Senior Karen Sieber has traveled over 7,500 miles (by car, that is) this summer to collect primary documents related to the Red Summer of 1919, an especially violent series of clashes between racial groups that resulted in “death and destruction and little accomplished.” For her honors thesis, Seiber is creating an interactive timeline and map made of primary documents related to the approximately thirty riots, which occurred anywhere from rural Georgia to Chicago to Bisbee, Arizona. Sieber believes it is one of the most violent periods in the nation’s history, yet unknown to most people. The lack of knowledge and research on the subject is due in part to a lack of access to original documents, an problem Sieber aims to solve.
Sieber was awarded a Summer Undergraduate Research Fellowship (SURF) from the Office of Undergraduate Research for Summer 2015 to acquire additional documents housed in over 20 collections across the US. Users will be able to compare letters, photographs, telegrams, court documents, newspaper articles, and even poetry, to look for trends and stories to emerge. She is also creating learning experiences for Grades 6-12.
She hopes that the tools will provide a more comprehensive history about the riots that includes topics like race, the threat of Bolshevism, lynch law, the role of prohibition, violence among soldiers and sensationalized journalism. “Visualizing documents in this way will allow for the history to tell itself far better than someone re-writing that history, “ Sieber says.
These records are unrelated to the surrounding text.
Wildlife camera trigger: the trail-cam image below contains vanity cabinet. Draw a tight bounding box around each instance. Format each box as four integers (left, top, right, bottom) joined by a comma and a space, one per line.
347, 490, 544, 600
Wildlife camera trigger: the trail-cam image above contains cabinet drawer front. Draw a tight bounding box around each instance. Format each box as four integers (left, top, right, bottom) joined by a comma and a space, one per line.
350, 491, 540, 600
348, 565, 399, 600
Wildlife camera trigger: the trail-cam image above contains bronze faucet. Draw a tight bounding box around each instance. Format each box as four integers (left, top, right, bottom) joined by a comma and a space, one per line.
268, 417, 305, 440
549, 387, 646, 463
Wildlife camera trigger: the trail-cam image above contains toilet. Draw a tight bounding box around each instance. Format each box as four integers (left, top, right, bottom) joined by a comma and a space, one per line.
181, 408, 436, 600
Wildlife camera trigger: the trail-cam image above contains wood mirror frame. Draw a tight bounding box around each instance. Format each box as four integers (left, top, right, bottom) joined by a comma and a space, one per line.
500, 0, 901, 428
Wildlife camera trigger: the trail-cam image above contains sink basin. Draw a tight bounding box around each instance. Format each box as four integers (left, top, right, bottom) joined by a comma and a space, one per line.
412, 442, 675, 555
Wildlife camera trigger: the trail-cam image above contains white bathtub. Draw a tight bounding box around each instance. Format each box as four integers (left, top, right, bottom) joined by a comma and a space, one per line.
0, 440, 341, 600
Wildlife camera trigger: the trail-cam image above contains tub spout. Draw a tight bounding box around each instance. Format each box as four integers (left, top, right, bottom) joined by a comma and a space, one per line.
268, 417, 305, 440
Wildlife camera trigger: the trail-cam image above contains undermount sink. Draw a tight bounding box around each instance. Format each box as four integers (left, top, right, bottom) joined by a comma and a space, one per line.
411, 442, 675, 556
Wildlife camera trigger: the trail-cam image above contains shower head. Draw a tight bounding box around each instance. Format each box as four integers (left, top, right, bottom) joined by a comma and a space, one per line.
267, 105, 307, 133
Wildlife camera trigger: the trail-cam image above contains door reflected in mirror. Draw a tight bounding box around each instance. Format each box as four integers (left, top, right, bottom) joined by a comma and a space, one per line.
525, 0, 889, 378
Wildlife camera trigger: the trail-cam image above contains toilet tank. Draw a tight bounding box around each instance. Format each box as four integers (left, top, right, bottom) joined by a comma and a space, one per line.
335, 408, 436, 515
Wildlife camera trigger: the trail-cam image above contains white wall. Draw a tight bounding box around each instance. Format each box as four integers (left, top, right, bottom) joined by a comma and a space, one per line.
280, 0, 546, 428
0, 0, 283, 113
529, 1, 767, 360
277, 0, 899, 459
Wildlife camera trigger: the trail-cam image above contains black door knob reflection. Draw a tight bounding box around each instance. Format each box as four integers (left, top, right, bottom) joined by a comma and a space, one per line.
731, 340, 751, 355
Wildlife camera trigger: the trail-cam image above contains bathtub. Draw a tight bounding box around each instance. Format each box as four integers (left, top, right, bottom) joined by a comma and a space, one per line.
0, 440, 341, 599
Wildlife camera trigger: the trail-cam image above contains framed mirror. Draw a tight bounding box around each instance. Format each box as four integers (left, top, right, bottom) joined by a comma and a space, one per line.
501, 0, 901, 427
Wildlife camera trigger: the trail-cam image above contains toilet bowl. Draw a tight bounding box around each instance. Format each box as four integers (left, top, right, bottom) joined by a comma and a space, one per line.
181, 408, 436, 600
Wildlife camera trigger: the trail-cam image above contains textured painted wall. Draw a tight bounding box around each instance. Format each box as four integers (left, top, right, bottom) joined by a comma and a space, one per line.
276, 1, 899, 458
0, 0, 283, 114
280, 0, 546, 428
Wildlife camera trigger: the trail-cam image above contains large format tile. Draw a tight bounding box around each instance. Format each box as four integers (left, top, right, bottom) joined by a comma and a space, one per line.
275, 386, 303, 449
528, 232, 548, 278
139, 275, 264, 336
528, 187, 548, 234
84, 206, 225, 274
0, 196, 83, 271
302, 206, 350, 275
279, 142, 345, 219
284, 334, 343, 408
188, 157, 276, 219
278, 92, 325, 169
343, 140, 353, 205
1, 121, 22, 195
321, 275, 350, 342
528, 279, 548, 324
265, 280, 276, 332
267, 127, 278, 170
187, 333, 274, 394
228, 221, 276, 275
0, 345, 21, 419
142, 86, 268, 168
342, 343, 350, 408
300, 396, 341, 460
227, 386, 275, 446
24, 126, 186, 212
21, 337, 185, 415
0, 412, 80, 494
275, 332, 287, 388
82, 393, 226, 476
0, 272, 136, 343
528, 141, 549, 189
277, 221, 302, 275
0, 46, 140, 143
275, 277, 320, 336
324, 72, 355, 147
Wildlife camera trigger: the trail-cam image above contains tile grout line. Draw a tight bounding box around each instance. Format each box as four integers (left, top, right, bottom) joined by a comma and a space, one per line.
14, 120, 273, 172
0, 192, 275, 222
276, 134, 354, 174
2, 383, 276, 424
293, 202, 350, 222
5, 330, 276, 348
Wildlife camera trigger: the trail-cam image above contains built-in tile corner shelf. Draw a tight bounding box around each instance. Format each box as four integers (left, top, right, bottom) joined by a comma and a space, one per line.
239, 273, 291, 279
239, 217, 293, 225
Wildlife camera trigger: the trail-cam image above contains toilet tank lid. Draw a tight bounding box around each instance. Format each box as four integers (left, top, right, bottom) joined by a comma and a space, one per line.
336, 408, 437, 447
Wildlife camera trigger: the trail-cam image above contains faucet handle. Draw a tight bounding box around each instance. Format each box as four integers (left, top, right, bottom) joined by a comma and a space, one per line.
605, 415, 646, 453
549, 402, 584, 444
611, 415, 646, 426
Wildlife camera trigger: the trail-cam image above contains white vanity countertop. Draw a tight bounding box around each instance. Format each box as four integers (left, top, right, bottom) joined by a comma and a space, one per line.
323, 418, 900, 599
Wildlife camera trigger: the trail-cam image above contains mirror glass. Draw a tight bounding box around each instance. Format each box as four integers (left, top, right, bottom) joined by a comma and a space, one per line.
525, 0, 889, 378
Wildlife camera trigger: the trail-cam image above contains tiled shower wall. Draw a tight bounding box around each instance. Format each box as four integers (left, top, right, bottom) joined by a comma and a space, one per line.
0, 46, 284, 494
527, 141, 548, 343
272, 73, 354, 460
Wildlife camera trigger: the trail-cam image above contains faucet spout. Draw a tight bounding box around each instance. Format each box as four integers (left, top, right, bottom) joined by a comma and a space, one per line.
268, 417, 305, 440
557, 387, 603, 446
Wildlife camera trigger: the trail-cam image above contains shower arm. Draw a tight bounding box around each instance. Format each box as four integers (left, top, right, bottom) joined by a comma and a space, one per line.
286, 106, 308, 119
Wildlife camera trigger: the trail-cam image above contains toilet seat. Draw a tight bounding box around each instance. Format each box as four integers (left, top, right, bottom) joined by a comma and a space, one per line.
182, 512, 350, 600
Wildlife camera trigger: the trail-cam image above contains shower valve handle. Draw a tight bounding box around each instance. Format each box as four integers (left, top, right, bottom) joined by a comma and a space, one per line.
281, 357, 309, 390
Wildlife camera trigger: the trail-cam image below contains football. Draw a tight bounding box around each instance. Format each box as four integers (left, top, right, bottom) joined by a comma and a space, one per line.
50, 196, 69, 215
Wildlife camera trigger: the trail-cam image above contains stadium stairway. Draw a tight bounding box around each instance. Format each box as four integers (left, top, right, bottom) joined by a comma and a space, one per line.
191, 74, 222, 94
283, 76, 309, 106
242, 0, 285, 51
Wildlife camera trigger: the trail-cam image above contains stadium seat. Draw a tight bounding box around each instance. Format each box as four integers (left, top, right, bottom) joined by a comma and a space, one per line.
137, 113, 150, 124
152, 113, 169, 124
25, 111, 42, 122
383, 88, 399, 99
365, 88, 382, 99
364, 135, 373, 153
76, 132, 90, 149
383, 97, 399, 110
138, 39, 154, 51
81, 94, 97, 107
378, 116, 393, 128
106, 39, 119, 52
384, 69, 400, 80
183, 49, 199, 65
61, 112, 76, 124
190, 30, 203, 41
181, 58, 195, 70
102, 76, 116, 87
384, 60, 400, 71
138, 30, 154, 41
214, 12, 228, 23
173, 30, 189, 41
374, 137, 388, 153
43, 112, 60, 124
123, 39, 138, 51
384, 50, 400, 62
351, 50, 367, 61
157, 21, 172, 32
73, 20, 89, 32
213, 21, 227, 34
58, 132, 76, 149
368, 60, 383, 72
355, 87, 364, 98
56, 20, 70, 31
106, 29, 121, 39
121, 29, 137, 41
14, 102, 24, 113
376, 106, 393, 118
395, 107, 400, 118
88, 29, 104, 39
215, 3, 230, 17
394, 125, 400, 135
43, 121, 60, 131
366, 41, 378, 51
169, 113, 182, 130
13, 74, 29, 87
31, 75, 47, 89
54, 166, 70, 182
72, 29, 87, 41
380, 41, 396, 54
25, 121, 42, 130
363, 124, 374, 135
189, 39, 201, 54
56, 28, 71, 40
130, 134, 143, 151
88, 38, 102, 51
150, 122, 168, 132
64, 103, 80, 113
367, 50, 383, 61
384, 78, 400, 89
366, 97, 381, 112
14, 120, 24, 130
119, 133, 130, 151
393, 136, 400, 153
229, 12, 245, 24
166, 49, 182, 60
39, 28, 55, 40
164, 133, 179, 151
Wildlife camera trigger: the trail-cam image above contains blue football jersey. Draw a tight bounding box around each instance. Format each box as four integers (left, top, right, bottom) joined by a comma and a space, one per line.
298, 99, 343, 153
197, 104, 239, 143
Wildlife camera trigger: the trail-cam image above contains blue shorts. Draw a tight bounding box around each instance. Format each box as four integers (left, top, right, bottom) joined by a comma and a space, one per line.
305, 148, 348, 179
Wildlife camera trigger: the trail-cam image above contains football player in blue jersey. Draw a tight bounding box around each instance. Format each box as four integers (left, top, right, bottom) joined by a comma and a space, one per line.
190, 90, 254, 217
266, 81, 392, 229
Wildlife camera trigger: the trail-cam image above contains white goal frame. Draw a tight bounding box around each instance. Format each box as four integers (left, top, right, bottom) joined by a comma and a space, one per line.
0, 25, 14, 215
Seiber has uncovered and collected over 800 documents including this photograph of Maurice Mays, and a letter Mays wrote to the Governor of Tennessee asking him to visit him on death row.
Mays, a prominent African-American business owner in Knoxville, was pegged for the murder of a white woman named Bertie Lindsey. His arrest led to a lynch mob that destroyed the courthouse looking for him, leading to violent, deadly riots throughout the city. With little evidence against him and similar attacks on women continuing after his jailing, Mays wrote the Governor and other leaders in an attempt to clear his name. Mays was executed in the electric chair on March 15, 1922.